Hace dos horas que los obreros se fueron. La vela grande está por consumirse; de la pequeña sólo queda un trozo de pabilo negro en el plato. El «estoy dispuesta» se ha transformado en un rezo deshilachado, sin convicción. Oír mi voz ya no me alarma. Señor dios todopoderoso concédeme la gracia de vivir. Pienso que mañana llegará mi hija de su largo viaje y me dirá: ¿Firmaste el contrato? y tendré que decirle la verdad: me cagaron. Sé que estaré tentada de agregar: me cagaron como me cagó alguna vez tu padre, pero también sé que voy a callar. Me pongo a lavar el balde que los obreros me han dejado con restos de cemento. Me cuesta quitarlo. Perdí vigor a lo largo de la mañana. Quisiera irme a dormir. Miro el reloj. Las doce clavadas. Dejo el balde para después. Pongo la pava. Me siento en una silla y miro el fuego de la hornalla. El mate de la mañana aún está en la mesa, al lado de la vela que chisporrotea. Lo hago girar hacia un lado. Luego hacia el otro. Tengo que levantarme a vaciarlo de yerba pero no lo hago. Creo que no podré hacerlo nunca. Y entonces escucho el timbre. Breve, esta vez. Sin prepotencia. Me pongo de pie de un salto. Una carrera alborotada hasta el portón. Mi perra ladra y se pone de pie. La vida ha vuelto a mí en un instante. La siento en mis mejillas.
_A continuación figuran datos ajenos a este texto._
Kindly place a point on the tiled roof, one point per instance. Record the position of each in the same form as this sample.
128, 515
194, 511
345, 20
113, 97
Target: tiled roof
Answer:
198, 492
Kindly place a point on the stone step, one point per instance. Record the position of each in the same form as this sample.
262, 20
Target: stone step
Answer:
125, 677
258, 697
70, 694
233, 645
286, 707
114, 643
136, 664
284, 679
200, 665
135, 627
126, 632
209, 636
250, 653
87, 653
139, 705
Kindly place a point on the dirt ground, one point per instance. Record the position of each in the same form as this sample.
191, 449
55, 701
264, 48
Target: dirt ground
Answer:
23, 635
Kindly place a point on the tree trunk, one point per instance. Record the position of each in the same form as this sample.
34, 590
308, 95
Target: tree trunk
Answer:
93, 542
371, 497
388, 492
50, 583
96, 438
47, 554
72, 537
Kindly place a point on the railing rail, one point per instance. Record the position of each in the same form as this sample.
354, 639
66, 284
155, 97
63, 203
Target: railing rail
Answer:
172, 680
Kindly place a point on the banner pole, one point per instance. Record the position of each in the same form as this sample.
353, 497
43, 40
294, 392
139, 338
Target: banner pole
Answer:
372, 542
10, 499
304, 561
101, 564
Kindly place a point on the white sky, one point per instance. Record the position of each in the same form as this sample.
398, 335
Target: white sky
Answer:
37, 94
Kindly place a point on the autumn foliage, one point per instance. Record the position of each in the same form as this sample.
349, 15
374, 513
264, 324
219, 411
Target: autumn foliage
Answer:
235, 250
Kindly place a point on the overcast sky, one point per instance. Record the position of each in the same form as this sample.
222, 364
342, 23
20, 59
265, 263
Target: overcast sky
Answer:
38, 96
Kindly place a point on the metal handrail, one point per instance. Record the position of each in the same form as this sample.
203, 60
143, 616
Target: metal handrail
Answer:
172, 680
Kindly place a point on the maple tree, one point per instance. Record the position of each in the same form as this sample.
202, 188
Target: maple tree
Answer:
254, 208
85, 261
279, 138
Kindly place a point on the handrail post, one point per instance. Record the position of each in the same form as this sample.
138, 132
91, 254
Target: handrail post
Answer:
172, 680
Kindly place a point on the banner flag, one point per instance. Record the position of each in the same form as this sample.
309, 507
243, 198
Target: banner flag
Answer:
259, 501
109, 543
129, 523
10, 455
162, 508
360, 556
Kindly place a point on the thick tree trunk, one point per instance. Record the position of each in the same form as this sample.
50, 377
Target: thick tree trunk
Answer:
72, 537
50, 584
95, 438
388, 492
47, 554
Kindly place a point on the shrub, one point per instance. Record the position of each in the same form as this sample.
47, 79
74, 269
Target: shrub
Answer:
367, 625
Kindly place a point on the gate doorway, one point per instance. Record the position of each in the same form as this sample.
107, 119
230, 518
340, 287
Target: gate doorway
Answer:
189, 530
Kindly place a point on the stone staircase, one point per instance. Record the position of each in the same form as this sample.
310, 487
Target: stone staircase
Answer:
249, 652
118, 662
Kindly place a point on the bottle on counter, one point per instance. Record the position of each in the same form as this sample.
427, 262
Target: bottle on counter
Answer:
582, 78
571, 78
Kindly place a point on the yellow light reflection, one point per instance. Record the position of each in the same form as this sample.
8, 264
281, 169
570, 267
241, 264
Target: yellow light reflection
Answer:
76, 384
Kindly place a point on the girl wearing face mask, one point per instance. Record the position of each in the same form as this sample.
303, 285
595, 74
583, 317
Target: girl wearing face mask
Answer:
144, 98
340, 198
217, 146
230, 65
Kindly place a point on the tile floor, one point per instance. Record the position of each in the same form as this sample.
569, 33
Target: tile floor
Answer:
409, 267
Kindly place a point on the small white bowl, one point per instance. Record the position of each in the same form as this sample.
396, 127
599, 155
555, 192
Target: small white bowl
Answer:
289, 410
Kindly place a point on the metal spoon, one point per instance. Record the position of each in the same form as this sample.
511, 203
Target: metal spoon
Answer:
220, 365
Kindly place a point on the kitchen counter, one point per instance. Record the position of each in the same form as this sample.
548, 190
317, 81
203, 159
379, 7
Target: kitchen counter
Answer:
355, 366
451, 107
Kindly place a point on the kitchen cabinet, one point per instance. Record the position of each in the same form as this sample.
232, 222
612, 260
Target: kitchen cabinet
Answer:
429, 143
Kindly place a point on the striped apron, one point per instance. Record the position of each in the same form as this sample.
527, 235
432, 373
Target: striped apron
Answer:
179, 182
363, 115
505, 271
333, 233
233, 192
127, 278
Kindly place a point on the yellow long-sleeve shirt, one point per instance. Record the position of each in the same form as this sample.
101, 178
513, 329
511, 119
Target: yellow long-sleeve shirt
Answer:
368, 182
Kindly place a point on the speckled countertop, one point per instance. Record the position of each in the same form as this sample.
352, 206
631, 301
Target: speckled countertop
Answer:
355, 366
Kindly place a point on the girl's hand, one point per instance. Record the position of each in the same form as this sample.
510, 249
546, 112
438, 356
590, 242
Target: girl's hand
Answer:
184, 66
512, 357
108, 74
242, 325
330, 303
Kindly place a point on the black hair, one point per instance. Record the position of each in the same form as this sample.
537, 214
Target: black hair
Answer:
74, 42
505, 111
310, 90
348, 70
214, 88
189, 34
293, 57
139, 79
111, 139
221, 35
Tras el vidrio veo una mancha petacona, azul, color cartero. ¡Va! grito, y busco la llave. Parezco una niña de diez años. Abro la puerta de par en par. Una vieja me sonríe y mira hacia el costado. Veo asomarse a una joven con aspecto de azafata. Buenos días, señora, estamos acercando la palabra de Dios a los vecinos. Me quedo mirando los fascículos de colores que me acercan sus manos prolijas. Les cierro la puerta en la cara, sin poder hablar.
Entro y siento la plomada de Dios dentro de mí. Soy sólo eso, me digo, un prisma de plomo pendulando, colgado de un hilo, alguien allá arriba tomará la medida de lo que está derecho o no, gracias a este caer para siempre. El agua de la pava hierve sobre la hornalla. Veo la llama de la vela extenderse un poco como rasgando el aire. Luego se apaga. Cierro el gas y voy hacia la cama. Los zapatos de gamuza están ordenados junto a la ropa. Me quedo mirándolos. Me los pongo sobre las medias de lana. Salgo a la vereda.
Un rayo de sol me ilumina desde una botella rota, mientras hundo mis pies en el centro de la mancha gris, alisada, de cemento.